Wszedłszy na chwilę do pokoju, biorę jakieś czyste ubrania i udaję się do łazienki. Rozebieram się do naga, po czym wchodzę do kabiny prysznicowej. Zamykam ją, a następnie odkręcam ciepłą wodę, która delikatnie rozluźnia moje napięte mięśnie. Wyłączam się na chwilę, po czym chwytam szampon i zaczynam się myć.
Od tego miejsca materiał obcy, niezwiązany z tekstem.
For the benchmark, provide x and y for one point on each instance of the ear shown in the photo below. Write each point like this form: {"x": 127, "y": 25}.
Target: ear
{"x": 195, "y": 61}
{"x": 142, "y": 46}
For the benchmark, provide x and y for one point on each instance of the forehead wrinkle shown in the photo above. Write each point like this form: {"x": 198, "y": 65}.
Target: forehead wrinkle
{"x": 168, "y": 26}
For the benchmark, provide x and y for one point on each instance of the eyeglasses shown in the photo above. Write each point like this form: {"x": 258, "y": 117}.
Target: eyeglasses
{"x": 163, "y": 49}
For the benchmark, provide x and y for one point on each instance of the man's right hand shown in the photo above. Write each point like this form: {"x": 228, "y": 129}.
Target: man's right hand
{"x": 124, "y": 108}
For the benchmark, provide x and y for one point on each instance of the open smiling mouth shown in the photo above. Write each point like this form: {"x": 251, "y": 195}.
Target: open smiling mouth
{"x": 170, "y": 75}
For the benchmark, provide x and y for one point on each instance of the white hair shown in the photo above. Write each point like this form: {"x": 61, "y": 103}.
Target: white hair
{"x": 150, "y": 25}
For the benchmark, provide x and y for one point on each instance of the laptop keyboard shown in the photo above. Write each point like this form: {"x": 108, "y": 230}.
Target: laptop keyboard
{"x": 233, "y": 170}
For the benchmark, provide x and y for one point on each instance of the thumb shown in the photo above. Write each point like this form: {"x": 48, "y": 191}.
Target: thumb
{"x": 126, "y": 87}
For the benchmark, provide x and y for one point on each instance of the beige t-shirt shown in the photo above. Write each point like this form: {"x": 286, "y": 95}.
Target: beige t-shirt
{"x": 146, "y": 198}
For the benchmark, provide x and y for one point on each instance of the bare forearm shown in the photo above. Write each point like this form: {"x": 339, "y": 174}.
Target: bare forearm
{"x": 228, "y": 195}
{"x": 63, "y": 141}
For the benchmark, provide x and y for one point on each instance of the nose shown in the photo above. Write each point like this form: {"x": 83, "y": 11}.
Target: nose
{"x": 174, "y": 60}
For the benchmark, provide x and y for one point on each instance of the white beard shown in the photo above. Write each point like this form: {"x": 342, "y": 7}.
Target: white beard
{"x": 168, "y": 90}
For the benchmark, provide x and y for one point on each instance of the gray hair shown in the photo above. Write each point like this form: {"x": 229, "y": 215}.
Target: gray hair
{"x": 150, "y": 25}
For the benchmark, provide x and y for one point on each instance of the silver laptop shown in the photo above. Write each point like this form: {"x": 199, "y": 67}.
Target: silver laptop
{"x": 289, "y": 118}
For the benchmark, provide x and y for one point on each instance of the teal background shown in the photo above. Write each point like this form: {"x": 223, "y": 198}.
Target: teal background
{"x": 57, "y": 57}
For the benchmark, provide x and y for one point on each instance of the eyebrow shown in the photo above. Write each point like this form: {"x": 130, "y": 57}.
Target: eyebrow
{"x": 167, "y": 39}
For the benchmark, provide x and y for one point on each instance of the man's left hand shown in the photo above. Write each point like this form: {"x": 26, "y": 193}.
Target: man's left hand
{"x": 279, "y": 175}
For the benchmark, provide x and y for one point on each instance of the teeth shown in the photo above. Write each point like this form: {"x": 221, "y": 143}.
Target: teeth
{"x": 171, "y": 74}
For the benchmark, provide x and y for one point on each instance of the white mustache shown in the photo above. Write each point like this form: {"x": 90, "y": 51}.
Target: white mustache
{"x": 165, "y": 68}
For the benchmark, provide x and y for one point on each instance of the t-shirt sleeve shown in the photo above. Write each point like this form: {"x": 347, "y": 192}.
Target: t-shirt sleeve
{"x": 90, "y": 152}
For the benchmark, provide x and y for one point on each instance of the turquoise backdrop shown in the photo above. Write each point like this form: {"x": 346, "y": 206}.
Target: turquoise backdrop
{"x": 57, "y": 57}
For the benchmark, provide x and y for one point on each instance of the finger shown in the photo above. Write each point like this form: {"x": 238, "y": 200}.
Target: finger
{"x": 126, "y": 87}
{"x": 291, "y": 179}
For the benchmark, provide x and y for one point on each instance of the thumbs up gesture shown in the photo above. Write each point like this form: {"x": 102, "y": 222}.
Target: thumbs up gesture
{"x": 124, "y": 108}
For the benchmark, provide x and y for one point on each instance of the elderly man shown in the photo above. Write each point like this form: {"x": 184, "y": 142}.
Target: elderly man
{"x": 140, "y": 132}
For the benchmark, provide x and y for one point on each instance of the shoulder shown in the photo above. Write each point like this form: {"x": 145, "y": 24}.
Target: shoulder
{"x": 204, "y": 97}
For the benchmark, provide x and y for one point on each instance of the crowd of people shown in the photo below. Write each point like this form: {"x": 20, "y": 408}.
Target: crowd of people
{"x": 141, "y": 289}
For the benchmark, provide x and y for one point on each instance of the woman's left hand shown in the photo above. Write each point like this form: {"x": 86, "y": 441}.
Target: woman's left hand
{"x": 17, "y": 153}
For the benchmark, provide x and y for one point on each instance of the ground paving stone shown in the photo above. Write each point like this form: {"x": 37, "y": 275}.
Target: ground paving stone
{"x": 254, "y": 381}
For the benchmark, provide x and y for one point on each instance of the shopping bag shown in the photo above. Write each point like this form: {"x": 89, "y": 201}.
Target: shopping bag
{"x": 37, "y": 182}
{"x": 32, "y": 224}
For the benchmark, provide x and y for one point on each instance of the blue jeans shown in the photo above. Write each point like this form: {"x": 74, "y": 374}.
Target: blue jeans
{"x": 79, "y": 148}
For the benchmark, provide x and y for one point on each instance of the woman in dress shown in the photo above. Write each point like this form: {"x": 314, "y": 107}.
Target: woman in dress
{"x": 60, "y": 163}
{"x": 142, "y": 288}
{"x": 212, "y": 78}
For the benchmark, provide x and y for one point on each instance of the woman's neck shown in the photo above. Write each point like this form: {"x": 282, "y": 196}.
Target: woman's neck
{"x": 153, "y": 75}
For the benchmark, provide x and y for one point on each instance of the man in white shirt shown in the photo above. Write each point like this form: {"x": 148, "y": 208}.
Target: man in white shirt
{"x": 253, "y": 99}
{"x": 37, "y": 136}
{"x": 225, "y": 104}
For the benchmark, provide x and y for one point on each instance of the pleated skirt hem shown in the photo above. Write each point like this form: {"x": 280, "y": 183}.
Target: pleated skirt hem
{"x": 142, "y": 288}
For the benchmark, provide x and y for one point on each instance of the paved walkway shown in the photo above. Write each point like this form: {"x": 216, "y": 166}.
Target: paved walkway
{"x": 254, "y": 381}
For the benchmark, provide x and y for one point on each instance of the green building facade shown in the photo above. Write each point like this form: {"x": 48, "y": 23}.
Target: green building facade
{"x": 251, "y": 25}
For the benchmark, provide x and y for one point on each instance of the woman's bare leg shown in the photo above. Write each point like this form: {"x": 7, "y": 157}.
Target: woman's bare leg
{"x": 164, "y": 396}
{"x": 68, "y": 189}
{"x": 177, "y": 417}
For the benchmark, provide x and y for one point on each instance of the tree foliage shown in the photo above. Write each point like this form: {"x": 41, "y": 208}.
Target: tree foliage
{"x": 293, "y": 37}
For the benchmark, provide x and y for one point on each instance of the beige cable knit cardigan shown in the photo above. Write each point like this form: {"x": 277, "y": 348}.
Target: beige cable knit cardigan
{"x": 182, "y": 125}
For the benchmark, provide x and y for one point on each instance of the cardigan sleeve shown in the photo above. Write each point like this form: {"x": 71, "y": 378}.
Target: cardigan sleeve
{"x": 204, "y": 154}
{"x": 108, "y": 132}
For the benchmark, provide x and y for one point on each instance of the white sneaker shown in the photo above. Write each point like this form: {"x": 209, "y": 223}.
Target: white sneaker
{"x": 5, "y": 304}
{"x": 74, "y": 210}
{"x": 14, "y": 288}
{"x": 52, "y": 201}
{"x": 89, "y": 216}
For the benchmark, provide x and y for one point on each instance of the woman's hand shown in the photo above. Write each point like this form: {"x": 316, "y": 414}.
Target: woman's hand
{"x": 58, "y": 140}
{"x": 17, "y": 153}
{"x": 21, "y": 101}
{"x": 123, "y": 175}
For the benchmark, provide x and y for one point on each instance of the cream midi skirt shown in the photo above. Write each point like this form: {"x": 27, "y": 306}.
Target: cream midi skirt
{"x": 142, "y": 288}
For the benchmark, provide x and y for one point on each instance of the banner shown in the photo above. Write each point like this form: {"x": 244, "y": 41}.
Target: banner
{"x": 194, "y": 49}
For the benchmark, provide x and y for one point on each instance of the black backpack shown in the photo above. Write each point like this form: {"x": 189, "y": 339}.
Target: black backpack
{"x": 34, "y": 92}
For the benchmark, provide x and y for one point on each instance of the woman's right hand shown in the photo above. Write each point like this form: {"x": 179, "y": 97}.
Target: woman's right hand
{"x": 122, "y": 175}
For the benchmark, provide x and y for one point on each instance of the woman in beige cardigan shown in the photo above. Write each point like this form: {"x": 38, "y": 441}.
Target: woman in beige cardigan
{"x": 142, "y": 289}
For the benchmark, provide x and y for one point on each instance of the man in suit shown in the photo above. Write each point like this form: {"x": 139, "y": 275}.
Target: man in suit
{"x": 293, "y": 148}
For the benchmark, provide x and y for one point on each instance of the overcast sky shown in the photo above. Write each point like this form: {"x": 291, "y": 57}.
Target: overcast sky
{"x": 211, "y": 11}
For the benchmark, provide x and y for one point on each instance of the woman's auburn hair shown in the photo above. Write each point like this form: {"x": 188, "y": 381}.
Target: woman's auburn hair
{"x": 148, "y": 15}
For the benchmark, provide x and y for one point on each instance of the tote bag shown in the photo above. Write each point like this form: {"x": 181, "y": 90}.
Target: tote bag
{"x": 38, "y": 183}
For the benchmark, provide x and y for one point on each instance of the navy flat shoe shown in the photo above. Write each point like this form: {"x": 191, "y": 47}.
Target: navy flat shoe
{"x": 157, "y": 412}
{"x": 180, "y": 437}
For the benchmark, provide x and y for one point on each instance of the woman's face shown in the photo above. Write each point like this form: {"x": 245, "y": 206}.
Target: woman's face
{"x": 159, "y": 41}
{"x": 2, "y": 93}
Po kilku minutach wychodzę, wysuszam ciało ręcznikiem i ubieram się, a następnie suszę włosy. Rozczesuję nieład na głowie i przyglądam mu się. Nie mam sił na układanie, dlatego zostawiam go, jak jest. Następnie myję zęby i spryskuję się własnymi perfumami. Muszą być drogie, lecz w jakiś sposób nie robi to mnie żadnego wrażenia. Tak jakbym... był przyzwyczajony?

Wychodzę z łazienki, zostawiając drzwi lekko uchylone, tak żeby pozbyć się pary. Odświeżony, od razu czuję się jakoś lepiej.

Kieruję się do salonu i siadam obok Carter, która czyta książkę.

- A, jeszcze jedno - mówi do mnie, jakby sobie nagle o czymś przypomniała. - Uprzedzam cię. Nicole jest bardzo atrakcyjną kobietą.

- I co?

- ...ma męża - dodaje.

- I córkę, wiem o tym, ale nie rozumiem, dlaczego mi to powtarzasz - odpowiadam.

- Chodzi o to, żebyś niczego nie próbował, bo już trochę cię poznałam i lubisz kręcić.

- Że niby ja? - obruszyłem się z rozbawieniem. - Przecież mam dziewczynę - zaśmiewam się, szczypiąc dziewczynę w udo.

- Dowcipniś - burczy. - Ale nocleg, to ja nie wiem, jak my załatwimy.

- No jak to jak? - pytam. - Nicole może spać z małą u mnie, a ja na kanapie.

- Ta - prycha dziewczyna. - A jak to będzie wyglądać, co? Mieszkamy razem, ale śpimy w osobnych łóżkach?

- Jeju, Carter - jęczę. - Robisz z igły widły. Najwyżej będziemy spali te kilka nocy we dwoje. A nawet jak się do siebie przytulimy, to co? Jesteśmy przyjaciółmi, no nie?

- Um... no chyba.

- No właśnie. A teraz... skoro już będziemy się w to bawić, chyba powinniśmy pogadać.

- O czym?

- O nas, kochanie - zaśmiewam się. - W sensie: jak długo jesteśmy razem, jak się poznaliśmy, takie tam bzdury... Myślałaś już o tym?

- Trochę...

- No to słucham.

- Jesteśmy razem od miesiąca. Poznaliśmy się na wakacjach w Bangkoku. Taka miłość od pierwszego wejrzenia bla, bla... - Kreśli palcami cudzysłów w powietrzu. - Skończyła ci się umowa najmu, więc stwierdziłam, że to żaden problem, żebyśmy zamieszkali razem.

- To brzmi... rozsądnie.

- A, jeszcze jedno. Nicole jest bardzo bezpośrednia i gdyby zapytała... Nie uprawiamy seksu. Nie uwierzyłaby, że to robimy.